Al Settentrione ci sono più strutture. Le aree più svantaggiate sono quelle interne e le periferie già vittima delle carenze di servizi.
Roma – Il divario Nord-Sud del Paese anche nella diffusione delle biblioteche. La Treccani, la più famosa enciclopedia in lingua italiana e considerata la massima impresa editoriale italiana in ambito culturale, nonché una delle più importanti enciclopedie del XX secolo, alla voce “biblioteca” così recita: “Raccolta libraria, ordinata e custodita, con opportuni cataloghi, a determinati scopi di cultura; distinta perciò dal deposito, dall’emporio, dalla bottega di libri, con o senza ordine riuniti ad altro fine”. Ora questa raccolta libraria, intesa anche come luogo fisico in molti paesi meridionali sono scomparse. Nemmeno la trasmissione “Chi l’ha visto” ne ha scorto traccia, sono state cancellate con un colpo di spugna! Al Nord si legge il doppio che al Sud e la loro assenza, in quanto organizzazioni associative non fa che produrre ulteriore esclusione sociale.

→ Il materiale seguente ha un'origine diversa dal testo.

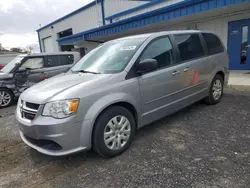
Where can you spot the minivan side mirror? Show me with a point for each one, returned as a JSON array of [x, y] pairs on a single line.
[[22, 69], [147, 65]]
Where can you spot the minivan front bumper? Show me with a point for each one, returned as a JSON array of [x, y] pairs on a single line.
[[50, 136]]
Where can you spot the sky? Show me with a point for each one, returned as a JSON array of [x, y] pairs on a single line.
[[19, 19]]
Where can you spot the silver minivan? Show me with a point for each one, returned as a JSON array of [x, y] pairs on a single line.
[[119, 87]]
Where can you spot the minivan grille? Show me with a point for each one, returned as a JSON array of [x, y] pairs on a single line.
[[32, 105], [28, 110]]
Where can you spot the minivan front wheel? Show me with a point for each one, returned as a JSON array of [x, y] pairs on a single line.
[[6, 98], [215, 90], [114, 131]]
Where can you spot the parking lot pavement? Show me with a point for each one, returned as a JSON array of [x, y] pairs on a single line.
[[200, 146]]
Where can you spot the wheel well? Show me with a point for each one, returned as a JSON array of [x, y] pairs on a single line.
[[221, 74], [126, 105], [129, 107]]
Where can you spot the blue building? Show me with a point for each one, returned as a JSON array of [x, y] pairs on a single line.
[[103, 20]]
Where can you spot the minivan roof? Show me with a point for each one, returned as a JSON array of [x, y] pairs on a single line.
[[55, 53], [163, 33]]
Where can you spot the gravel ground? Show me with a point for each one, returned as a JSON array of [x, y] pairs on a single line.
[[200, 146]]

Esiste, dunque, ”una questione meridionale” anche per le biblioteche. Non poteva che essere così, visto il divario esistente in tutti i settori della vita sociale ed economica. Molte biblioteche sono state chiuse a causa della riforma del 2014 che ne ha ridisegnato il sistema, affidando le competenze alle province. Malgrado con l’avvento della tecnologia bisogna viaggiare ad alta velocità, quando si tratta dell’apparato burocratico dell’amministrazione statale, i tempi sono come quelli della lumaca. Infatti, il passaggio da un ente pubblico ad un altro è stato di una lentezza esasperante, tanto che molte strutture sono state costrette a chiudere. Il collettivo inglese “Care Collective” è un gruppo di studio orientato a comprendere e affrontare le diverse forme di crisi del concetto di cura e risponde a questa esigenza individuando quattro cardini fondamentali per dare vita a comunità di cura: il mutuo soccorso, lo spazio pubblico, la condivisione di risorse e la democrazia di prossimità.
Ebbene, nel “Manifesto della Cura”, hanno definito le biblioteche “luoghi di ritrovo e apprendimento”, svolgendo un considerevole ruolo sociale, soprattutto per chi proviene da ambienti di isolamento sociale. Secondo l’ISTAT (Istituto Nazionale di Statistica), un terzo dei Comuni è sprovvisto di biblioteche. Le aree più svantaggiate sono quelle interne e le periferie che già sono vittime delle carenze di servizi basilari. La biblioteca potrebbe permettere l’accesso gratuito ai servizi che influenzano la crescita delle persone, soprattutto di coloro che, per questioni economiche, non possono usufruire di servizi formativi a pagamento. Ma oltre ad essere luogo di trasmissione del sapere, la biblioteca riveste un rilevante ruolo di utilità sociale nel momento in cui si trasforma in polo di incontro e di scambio. Le biblioteche dovrebbero aprirsi al territorio, alla comunità, dove i ragazzi potranno socializzare e le donne potrebbero cogliere l’occasione di incontrare altre donne. Questo è particolarmente importante nelle periferie urbane e nei piccoli paesi.
Inoltre, potrebbe trasformarsi in un luogo di incontro per le persone anziane, in cui ci si potrebbe incontrare con altri, scambiarsi esperienze o ascoltare qualcuno che legge a voce alta. Un modo per contrastare la solitudine che è diventata sempre più pervasiva. Purtroppo queste esigenze sono poco percepite dalle istituzioni, che danno contributi, quando vengono elargiti, con molta parsimonia e alle calende greche. Se ci si fa un giro per le nostre città, grandi, medie o piccole è tutto un frastuono di trivelle, di cantieri all’aria aperta che causano un ulteriore consumo di suolo, di cui non si avvertiva la necessità. Inoltre, esso influisce sulla circolazione dell’aria e sulla formazione di fenomeni meteorologici. La creazione di nuove superfici impermeabili riduce la capacità del terreno di assorbire l’acqua piovana, aumentando il rischio di alluvioni e erosione del suolo. Tutto questo sconquasso per aprire nuovi supermercati. Le biblioteche? Possono pure sparire!